# Lesson 16

### Lesson Narrative

In this lesson, students encounter the quadratic formula and learn that it can be used to solve any quadratic equation. They use the formula and verify that it produces the same solutions as those found using other methods, but can be much more practical for certain equations.

In upcoming lessons, students will continue to develop their understanding of the formula and its structure by using it to solve contextual problems and by analyzing its parts. After students have gained some experience working with the formula, they will investigate how it is derived.

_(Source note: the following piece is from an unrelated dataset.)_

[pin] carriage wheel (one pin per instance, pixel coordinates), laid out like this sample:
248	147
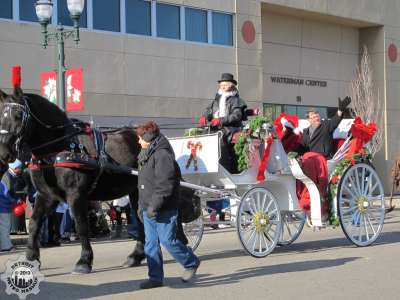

Using the quadratic formula to solve equations requires students to attend carefully to the parameters in the given equations (MP6) and to apply different properties of operations flexibly as they reason symbolically (MP2).

### Learning Goals

Teacher Facing

• Recognize that the solutions obtained using the quadratic formula are the same as those found by using factored form or by completing the square.
• Use the quadratic formula to solve quadratic equations of the form $ax^2+bx+c=0$.

### Student Facing

• Let’s learn a formula for finding solutions to quadratic equations.

### Student Facing

• I know some methods for solving quadratic equations can be more convenient than others.

Building On

Building Towards

### Glossary Entries

The formula $$x = {\text-b \pm \sqrt{b^2-4ac} \over 2a}$$ that gives the solutions of the quadratic equation $$ax^2 + bx + c = 0$$, where $$a$$ is not 0.